Par ailleurs, 39% de la population ne possède que peu ou pas de compétences numériques de base pour effectuer ces démarches [2]. À cet effet, les femmes sont désavantagées par rapport aux hommes en ce qui concerne les connaissances numériques avancées (28% contre 34%) [3]. Ces compétences varient également en fonction de l’âge : 76% des jeunes de 16 à 24 ans sont capables de copier ou déplacer un fichier ou dossier contre 28% des seniors de 65 à 74 ans [4]  .

Pour les personnes en situation de handicap, l’utilisation des technologies ne va pas de soi non plus, l’équipement n’étant pas adapté (aux personnes malvoyantes ou qui ne peuvent user de leurs mains, qui ont des problèmes cognitifs ou encore qui ne perçoivent pas bien les couleurs) ou l’apprentissage de la culture numérique ne leur étant pas proposé . Par exemple, une synthèse vocale pour personnes malvoyantes va trébucher sur les tableaux ou les agendas qui ne sont pas bien libellés sur les sites web. En 2020, en Belgique seuls 32% des sites sont considérés comme accessibles.

Au niveau wallon, en 2019, la population de « fracturé·e·s numériques » de plus de 15 ans était de 20% . À cela s’ajoutent 14% de personnes qui ont un faible usage d’internet. Parmi les personnes en situation de fracture numérique, 61% sont des femmes et 70% ont plus de 60 ans (contre 12% des jeunes de 15 à 29 ans). Pour aller plus loin, 91% des détentrices·teurs d’un diplôme universitaire ou d’un diplôme de bachelier sont connecté·e·s contre 59% de diplômé·e·s de l’école primaire . Pour finir, 30% des personnes qui n’ont pas accès ou qui n’utilisent pas internet sont des demandeuses·eurs d’emploi de moins de 60 ans et des étudiant·e·s .

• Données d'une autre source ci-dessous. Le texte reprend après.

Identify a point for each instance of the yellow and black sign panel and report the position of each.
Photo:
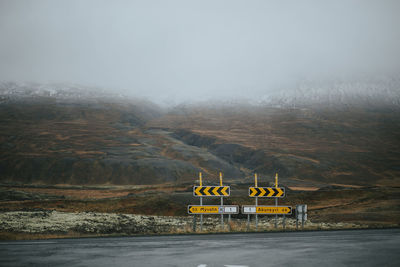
(211, 191)
(200, 209)
(267, 191)
(267, 210)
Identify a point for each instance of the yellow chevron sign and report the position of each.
(211, 191)
(287, 210)
(266, 191)
(199, 209)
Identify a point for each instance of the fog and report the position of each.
(172, 51)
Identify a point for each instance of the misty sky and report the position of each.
(197, 49)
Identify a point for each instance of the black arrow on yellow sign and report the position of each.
(267, 192)
(211, 191)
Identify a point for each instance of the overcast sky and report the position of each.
(197, 49)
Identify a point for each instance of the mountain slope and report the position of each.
(63, 135)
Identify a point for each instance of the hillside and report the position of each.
(65, 135)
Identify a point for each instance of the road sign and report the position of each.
(301, 208)
(199, 209)
(211, 191)
(267, 191)
(267, 210)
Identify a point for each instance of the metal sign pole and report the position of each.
(255, 185)
(201, 203)
(222, 202)
(284, 222)
(276, 200)
(256, 214)
(201, 215)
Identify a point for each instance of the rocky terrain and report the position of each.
(59, 134)
(81, 161)
(64, 224)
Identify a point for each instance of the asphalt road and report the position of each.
(323, 248)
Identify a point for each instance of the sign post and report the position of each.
(201, 203)
(255, 185)
(276, 200)
(301, 214)
(222, 201)
(211, 191)
(267, 210)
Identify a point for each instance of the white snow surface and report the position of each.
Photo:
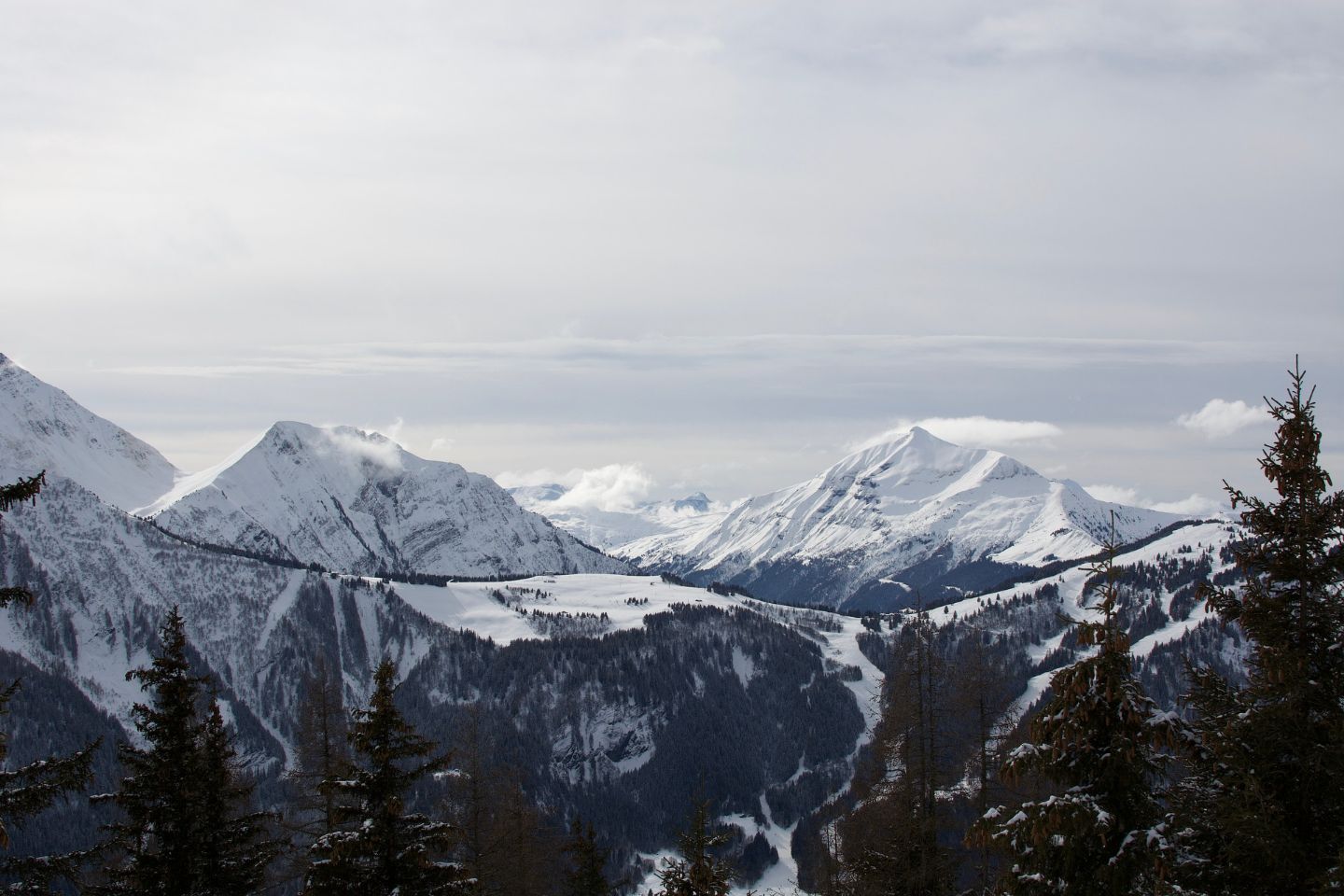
(901, 501)
(357, 501)
(43, 428)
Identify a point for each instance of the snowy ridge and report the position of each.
(43, 428)
(1074, 599)
(895, 505)
(357, 501)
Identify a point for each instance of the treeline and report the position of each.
(1101, 791)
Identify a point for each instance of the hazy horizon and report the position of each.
(684, 246)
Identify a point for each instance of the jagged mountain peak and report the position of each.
(43, 428)
(355, 500)
(906, 505)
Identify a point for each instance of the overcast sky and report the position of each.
(720, 241)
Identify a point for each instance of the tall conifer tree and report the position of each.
(381, 849)
(186, 826)
(1264, 809)
(1101, 742)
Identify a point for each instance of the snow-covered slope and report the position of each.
(45, 428)
(912, 512)
(610, 529)
(357, 501)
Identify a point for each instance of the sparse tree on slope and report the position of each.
(30, 789)
(698, 872)
(1099, 740)
(321, 755)
(379, 849)
(588, 862)
(14, 493)
(1264, 807)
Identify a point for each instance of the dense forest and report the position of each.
(1236, 788)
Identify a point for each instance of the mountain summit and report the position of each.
(902, 514)
(43, 428)
(357, 501)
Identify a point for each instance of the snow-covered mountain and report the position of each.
(610, 529)
(45, 428)
(907, 513)
(357, 501)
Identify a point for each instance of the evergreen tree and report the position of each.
(1264, 807)
(237, 847)
(185, 826)
(698, 872)
(33, 788)
(501, 841)
(379, 849)
(890, 841)
(588, 862)
(1099, 740)
(321, 755)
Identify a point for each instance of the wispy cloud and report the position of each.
(1195, 505)
(614, 486)
(973, 431)
(739, 352)
(1221, 418)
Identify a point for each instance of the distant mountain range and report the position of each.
(613, 692)
(906, 519)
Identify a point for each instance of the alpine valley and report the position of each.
(733, 651)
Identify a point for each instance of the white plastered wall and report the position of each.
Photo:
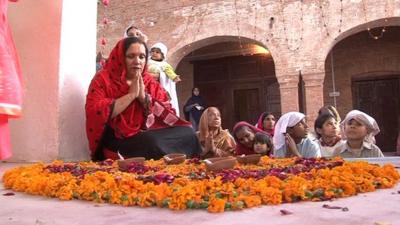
(56, 43)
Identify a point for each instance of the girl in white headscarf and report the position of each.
(290, 138)
(163, 72)
(359, 130)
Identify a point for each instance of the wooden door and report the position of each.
(240, 86)
(246, 104)
(380, 99)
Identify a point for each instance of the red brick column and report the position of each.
(288, 86)
(314, 95)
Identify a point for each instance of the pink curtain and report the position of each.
(10, 82)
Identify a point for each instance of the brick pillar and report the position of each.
(314, 95)
(288, 86)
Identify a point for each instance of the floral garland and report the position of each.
(189, 185)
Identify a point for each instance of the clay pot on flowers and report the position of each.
(174, 158)
(220, 163)
(124, 163)
(249, 159)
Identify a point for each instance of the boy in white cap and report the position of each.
(358, 129)
(290, 138)
(163, 72)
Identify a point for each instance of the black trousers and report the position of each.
(154, 144)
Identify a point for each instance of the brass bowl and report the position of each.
(249, 159)
(124, 163)
(220, 163)
(174, 158)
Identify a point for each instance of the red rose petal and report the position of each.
(285, 212)
(9, 194)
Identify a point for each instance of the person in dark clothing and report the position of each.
(194, 107)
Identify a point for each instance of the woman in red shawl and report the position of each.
(244, 134)
(128, 112)
(266, 122)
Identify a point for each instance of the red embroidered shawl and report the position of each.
(108, 85)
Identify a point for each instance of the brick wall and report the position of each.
(358, 56)
(298, 35)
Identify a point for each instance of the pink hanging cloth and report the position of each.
(10, 82)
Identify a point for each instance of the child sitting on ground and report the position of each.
(290, 137)
(262, 144)
(163, 72)
(358, 129)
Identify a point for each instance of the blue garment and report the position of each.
(307, 148)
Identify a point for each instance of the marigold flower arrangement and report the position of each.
(189, 186)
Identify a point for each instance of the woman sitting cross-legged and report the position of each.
(244, 135)
(358, 129)
(128, 112)
(214, 141)
(291, 139)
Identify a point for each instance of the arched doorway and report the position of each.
(237, 76)
(367, 77)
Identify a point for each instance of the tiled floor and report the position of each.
(368, 208)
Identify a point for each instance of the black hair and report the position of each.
(321, 119)
(263, 138)
(132, 40)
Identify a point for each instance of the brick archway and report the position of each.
(366, 75)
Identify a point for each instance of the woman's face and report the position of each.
(133, 32)
(214, 118)
(299, 130)
(196, 91)
(269, 122)
(135, 60)
(156, 54)
(329, 129)
(245, 137)
(355, 130)
(260, 148)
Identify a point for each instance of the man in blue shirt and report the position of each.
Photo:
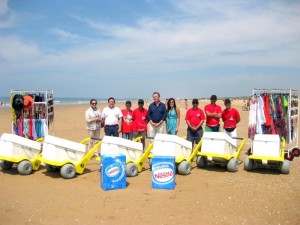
(157, 113)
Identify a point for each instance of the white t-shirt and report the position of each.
(111, 116)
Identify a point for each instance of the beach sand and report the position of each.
(206, 196)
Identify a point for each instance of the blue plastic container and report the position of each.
(163, 172)
(113, 172)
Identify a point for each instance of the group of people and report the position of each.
(135, 123)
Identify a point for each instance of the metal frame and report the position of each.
(47, 93)
(293, 95)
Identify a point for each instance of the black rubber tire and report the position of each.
(131, 170)
(68, 171)
(5, 165)
(233, 165)
(24, 167)
(184, 168)
(201, 162)
(248, 163)
(50, 168)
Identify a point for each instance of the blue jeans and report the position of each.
(128, 136)
(111, 130)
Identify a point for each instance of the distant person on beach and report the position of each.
(93, 123)
(140, 121)
(112, 116)
(127, 123)
(231, 118)
(173, 117)
(213, 114)
(194, 119)
(156, 115)
(186, 105)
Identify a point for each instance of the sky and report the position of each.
(131, 48)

La fracture numérique sous les lunettes de genre

Ces inégalités numériques ont des conséquences importantes en termes d’opportunités pour les citoyen·ne·s. Prenons l’exemple du secteur professionnel des NTIC qui prendra à l’avenir de plus en plus d’ampleur dans nos sociétés. Ce domaine porteur, rémunérateur et en pénurie ne compte que 14% de travailleuses . Cette disproportion genrée a par ailleurs des implications sur la façon dont les outils et applications digitales sont conçues, comportant notamment des biais de genre . Cette situation déplorable s’explique en partie par les rôles de genre qui organisent arbitrairement notre société et influencent, entre autres, les choix d’études et les compétences acquises. Les femmes sont pensées comme étant incompatibles avec les matières scientifiques et mathématiques, qui seraient davantage l’apanage des hommes .

L’intersectionnalité au service du numérique inclusif

Afin de combler ce fossé numérique, il est primordial que la digitalisation des services publics et la création de logiciels, sites web ou encore de contenus numériques soient pensées en amont à travers l’outil qu’est l’intersectionnalité. Concept développé par le féminisme noir aux États-Unis, l’intersectionnalité propose de partir du croisement des discriminations vécues par les individus, telles qu’une femme âgée racisée peu qualifiée qui ne connait ni le français, ni le néerlandais, ni l’anglais (langue de prédilection du digital). Le déploiement du numérique doit prendre en compte les situations les plus complexes et non uniquement les « normes » : partir du plus spécifique pour une accessibilité large.

[1] Il s’agit du gouvernement fédéral actuel composé de 4 familles politiques des deux communautés : écologiste, socialiste, libérale et chrétien-démocrate.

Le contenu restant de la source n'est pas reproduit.